Once a year, the Detroit Zoological Society hosts Sunset, our largest fundraising event. The evening is filled with great food, drinks, dancing, and, perhaps most importantly, opportunities to engage with Zoo staff about our conservation, education, and animal welfare work. In the last few years, we have included Connection Stations to share the vital work the DZS does that may not be as visible to our guests. The stations exemplify the Zoo's important role in creating meaningful connections between people, animals, and the natural world so all can thrive. This year, the Zoo’s partnership with CONAPAC was featured as one of the Connection Stations during the event.
Three DZS staff members who had traveled to the rainforest to conduct conservation-based partnership work spent the evening sharing the programs that 50 CONAPAC partner communities along the Amazon and Napo Rivers participate in. The Connection Station included a water filtration system from Global Access 2030, the same system used in many smaller communities to ensure families can access safe, clean drinking water in their homes.
We also displayed the folders, notebooks, and coloring books that CONAPAC custom prints with conservation messages for the annual school supply deliveries. These thoughtfully crafted messages are a constant reminder of the incredible responsibility and opportunity the young people in our partner communities have in ensuring they and the rainforest thrive for generations to come.

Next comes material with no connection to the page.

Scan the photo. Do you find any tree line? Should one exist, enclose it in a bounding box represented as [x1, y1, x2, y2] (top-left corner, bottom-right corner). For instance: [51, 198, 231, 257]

The final piece of the evening was an opportunity for our Sunset guests to contribute to the conservation work happening in the Amazon. In December 2023, four DZS staff joined the CONAPAC team for a week of planting fruit trees in several communities. The Fruit Tree Planting Foundation, a CONAPAC partner, provided the trees. Read about it.
The community of 03 de Mayo presented us with more than a hundred friendship bracelets handmade by parents and children to express their gratitude for the trees. The bracelets were displayed for Sunset guests and provided a conversation starter about the reforestation project, which led to the opportunity to make a $25 donation to choose a bracelet to take home. More than $500 was raised through bracelet donations, paying for close to a thousand more trees to be planted this December.